Children Now: The stakes are too high to sell children's needs short

Children Now's Patti Miller testified before the US Senate on food marketing to children. She said that because there is no uniform nutrition standard; because unhealthy products creatively labeled as "better for you" are being passed off as healthy food for children; and because the media companies refuse to play a role in protecting children from the advertising of unhealthy food products, current voluntary industry initiatives to curb unhealthy food marketing to kids are not enough.

New Product Placement IDs? First Get Rid Of TV Program Promo Swipes

[Commentary] TV networks now argue there should be no additional federal regulations for identifying product placements — like extra visual messages at the time of their appearance. If so, Friedman suggests the networks get rid of identifying messages that already exist during current TV shows. If product placement and branded entertainment deals are here to stay, networks can't argue that interrupting the context of a show with product placement identification is hurtful — especially when they do it all the time.
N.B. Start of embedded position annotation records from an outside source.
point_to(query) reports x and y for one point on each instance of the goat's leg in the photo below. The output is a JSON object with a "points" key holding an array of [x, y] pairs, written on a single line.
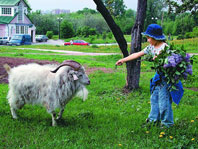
{"points": [[60, 113], [54, 123]]}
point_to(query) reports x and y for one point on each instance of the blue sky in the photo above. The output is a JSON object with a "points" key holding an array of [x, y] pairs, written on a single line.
{"points": [[72, 5]]}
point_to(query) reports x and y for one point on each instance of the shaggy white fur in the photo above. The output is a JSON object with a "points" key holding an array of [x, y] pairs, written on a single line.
{"points": [[36, 84]]}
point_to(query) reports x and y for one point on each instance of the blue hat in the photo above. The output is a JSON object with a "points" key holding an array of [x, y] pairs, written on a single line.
{"points": [[154, 31]]}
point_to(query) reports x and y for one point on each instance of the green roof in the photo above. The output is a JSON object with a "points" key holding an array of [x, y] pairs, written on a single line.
{"points": [[6, 19], [11, 2]]}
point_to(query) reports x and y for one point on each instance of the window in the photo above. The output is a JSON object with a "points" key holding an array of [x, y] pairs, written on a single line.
{"points": [[22, 29], [6, 10], [20, 10], [17, 29]]}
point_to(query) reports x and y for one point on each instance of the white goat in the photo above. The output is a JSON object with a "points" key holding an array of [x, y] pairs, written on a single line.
{"points": [[37, 84]]}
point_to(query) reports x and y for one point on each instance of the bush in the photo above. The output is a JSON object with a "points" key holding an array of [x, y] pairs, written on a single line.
{"points": [[91, 38], [110, 35], [86, 31], [180, 37], [49, 34]]}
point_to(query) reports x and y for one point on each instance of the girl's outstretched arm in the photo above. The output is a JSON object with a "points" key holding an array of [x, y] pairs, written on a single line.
{"points": [[130, 57]]}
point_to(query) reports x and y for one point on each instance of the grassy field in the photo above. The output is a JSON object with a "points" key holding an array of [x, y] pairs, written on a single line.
{"points": [[190, 45], [107, 119]]}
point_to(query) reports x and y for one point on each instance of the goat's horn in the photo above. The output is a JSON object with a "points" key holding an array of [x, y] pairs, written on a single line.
{"points": [[75, 65]]}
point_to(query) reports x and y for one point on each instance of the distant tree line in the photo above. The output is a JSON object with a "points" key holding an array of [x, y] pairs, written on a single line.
{"points": [[88, 22]]}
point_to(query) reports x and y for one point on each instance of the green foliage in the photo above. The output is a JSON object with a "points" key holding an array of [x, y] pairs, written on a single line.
{"points": [[107, 119], [86, 11], [104, 35], [86, 31], [66, 29], [49, 34], [115, 7]]}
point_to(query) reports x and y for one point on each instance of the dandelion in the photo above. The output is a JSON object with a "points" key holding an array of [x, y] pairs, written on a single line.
{"points": [[162, 133], [161, 136]]}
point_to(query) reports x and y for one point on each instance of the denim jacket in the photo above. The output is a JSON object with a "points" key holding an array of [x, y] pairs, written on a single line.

Not only do networks advertise their own shows during their own shows, but, in specific cases, will give a TV marketer — also, no doubt, a regular network commercial advertiser- a piece of that promotional swipe. A fragmented video world means TV network marketers fight for every bit of non-paying marketing time and space to promote their wares. According to current Federal Communications Commission rules, there need only be one announcement of identification for a product placed or integrated into a show. That typically comes right after the end of a show in some typically fast moving end-credits, noting usually that "paid consideration was provided by..." for such placements. Networks argue that it's overkill to offer up more regulation.
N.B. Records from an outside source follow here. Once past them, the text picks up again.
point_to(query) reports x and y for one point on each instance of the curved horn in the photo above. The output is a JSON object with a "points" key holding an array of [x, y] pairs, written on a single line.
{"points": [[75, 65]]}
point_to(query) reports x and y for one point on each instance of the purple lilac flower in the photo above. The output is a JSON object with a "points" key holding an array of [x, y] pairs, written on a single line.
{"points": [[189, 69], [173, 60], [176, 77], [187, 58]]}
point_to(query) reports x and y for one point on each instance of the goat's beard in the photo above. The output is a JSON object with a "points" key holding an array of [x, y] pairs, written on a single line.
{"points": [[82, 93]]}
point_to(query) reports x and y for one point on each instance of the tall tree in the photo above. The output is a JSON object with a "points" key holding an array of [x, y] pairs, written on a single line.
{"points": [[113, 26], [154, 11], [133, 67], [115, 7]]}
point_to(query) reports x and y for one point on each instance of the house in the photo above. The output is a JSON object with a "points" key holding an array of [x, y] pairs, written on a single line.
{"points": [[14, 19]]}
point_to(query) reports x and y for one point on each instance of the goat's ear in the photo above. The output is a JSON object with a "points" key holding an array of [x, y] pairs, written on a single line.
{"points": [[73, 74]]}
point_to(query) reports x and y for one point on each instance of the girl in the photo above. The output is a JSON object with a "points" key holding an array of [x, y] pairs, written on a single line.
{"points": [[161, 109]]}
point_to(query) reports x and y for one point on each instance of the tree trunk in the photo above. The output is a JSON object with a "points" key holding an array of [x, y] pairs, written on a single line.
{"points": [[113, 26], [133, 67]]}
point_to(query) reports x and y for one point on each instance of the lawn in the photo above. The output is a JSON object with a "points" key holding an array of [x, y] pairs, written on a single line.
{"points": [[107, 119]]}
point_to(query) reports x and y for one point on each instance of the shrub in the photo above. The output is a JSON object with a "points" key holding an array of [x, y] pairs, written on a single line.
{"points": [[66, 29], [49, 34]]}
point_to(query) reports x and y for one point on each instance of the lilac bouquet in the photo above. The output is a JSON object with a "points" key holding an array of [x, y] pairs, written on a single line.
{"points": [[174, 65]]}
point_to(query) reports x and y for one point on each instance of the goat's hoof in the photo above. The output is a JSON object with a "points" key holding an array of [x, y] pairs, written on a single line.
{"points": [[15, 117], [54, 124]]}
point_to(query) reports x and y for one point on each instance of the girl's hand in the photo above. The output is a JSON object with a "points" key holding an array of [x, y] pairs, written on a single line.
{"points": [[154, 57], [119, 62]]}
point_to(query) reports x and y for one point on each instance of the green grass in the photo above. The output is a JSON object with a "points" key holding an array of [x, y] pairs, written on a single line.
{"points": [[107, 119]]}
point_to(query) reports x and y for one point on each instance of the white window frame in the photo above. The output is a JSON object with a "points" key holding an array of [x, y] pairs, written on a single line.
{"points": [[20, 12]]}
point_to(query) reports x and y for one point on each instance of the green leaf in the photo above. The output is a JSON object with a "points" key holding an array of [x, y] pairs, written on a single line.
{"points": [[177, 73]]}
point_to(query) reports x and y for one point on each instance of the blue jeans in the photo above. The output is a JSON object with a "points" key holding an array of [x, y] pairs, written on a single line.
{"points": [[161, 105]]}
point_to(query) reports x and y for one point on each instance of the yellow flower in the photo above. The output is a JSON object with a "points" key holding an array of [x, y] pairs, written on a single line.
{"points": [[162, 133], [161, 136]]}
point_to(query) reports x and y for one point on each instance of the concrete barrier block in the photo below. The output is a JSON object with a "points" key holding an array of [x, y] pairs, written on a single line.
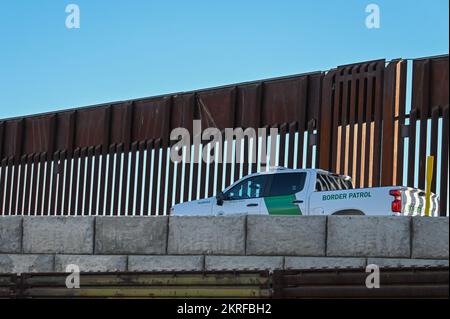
{"points": [[230, 263], [207, 235], [286, 235], [165, 263], [10, 264], [10, 234], [430, 237], [91, 263], [368, 236], [131, 235], [58, 235], [300, 263], [407, 263]]}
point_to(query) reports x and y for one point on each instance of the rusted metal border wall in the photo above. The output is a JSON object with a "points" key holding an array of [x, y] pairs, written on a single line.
{"points": [[113, 159]]}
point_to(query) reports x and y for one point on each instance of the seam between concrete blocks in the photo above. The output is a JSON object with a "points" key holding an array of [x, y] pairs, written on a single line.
{"points": [[167, 235], [94, 231]]}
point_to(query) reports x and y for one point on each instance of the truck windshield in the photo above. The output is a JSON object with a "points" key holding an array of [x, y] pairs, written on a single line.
{"points": [[287, 184], [332, 183]]}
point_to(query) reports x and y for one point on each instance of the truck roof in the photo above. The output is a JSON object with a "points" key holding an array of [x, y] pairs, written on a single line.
{"points": [[281, 169]]}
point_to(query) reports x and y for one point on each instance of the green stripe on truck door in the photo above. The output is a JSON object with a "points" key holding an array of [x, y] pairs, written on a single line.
{"points": [[282, 205]]}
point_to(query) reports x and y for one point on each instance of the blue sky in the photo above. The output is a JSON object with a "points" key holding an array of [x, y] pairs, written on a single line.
{"points": [[135, 48]]}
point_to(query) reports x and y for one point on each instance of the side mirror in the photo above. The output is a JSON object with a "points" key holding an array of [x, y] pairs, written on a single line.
{"points": [[220, 198]]}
Ad Agencies Making Progress on Hiring Minorities, After All

Many people aren't satisfied with Madison Avenue's progress on the diversity front, but Patricia Gatling, head of the New York City Human Rights Commission, today said she is "cautiously optimistic" that ad agencies will ramp up the numbers of minority executives in their ranks. Gatling was speaking at a public hearing at City Hall called by New York City Councilman and Civil Rights Committee Chairman Larry B. Seabrook. The goal of the hearing was to discuss the progress (and lack thereof, in some cases) of the agencies that two years ago signed a pact to boost minority hiring and set individual goals. As part of her testimony, Ms. Gatling reiterated statistics released this spring that found that five of the 16 ad agencies that signed on have not met all their minority-hiring goals in the first year of their diversity pact with the New York City Commission on Human Rights. However, the remaining agencies either met or exceeded all their 2007 goals.
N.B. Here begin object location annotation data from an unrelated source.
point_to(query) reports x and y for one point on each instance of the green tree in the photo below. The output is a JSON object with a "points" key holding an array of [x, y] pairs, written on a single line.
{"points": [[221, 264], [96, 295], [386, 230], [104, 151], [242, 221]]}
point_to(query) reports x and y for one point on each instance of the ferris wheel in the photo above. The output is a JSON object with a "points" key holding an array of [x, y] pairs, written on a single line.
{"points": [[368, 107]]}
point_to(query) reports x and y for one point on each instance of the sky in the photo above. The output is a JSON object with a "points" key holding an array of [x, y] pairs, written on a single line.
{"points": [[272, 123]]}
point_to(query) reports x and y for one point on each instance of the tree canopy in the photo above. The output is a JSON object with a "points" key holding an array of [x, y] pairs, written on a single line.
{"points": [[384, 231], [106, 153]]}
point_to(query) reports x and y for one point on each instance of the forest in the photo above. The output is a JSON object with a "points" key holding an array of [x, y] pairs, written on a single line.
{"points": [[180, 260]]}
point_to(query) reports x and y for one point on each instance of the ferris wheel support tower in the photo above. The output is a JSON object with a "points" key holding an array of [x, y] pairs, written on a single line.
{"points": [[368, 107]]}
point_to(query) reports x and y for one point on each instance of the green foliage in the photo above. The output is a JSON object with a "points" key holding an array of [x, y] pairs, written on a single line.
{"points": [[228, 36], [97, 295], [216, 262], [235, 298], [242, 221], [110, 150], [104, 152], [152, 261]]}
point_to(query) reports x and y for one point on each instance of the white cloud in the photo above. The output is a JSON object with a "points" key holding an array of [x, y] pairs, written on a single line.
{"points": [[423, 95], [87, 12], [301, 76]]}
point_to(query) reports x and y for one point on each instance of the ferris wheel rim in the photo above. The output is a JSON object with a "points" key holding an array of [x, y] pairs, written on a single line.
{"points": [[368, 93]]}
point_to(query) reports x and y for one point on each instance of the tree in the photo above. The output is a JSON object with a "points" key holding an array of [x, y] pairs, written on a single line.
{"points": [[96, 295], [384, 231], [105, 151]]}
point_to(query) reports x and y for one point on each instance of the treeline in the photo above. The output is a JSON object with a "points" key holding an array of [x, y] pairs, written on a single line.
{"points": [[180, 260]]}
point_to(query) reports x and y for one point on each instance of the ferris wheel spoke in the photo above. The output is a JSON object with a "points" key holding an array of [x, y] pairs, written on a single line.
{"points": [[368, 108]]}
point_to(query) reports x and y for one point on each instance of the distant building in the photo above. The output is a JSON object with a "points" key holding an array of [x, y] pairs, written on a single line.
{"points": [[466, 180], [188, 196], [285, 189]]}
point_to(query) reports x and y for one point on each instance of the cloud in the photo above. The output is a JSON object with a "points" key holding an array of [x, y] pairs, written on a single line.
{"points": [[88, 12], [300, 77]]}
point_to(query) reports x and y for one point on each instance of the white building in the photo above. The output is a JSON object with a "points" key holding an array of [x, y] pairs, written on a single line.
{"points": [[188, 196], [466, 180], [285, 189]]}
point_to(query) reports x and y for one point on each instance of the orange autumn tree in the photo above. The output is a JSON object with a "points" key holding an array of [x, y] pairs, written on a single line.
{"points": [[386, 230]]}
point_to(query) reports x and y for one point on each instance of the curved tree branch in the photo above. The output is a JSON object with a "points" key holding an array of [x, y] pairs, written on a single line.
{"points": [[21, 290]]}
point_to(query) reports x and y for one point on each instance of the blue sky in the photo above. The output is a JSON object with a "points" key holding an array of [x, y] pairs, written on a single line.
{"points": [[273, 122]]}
First-Half Ad Spending Declines

Total measured ad spending declined by 1.6% in the first half of 2008 compared with the same period in 2007, according to TNS Media Intelligence. The second quarter alone was down 3.7% over last year, marking the biggest quarterly drop since 2001. Among the media most affected was broadcast TV, which dropped 2.4% overall due to the writers strike. Cable TV (3.1%) and national syndication (10.2%) got a boost for having comparatively fresh programming schedules. But Jon Swallen, senior VP-research at TNS Media Intelligence, said not all of the TV dollars that normally would've gone to broadcast prime-time programming were reallocated to other parts of TV. Many companies held on to some of their marketing dollars to bolster their bottom lines in anticipation of a recession, as shown by spending cutbacks from the likes of Procter & Gamble (the biggest spender despite a 7.6% decrease) and AT&T (down 15.6%.).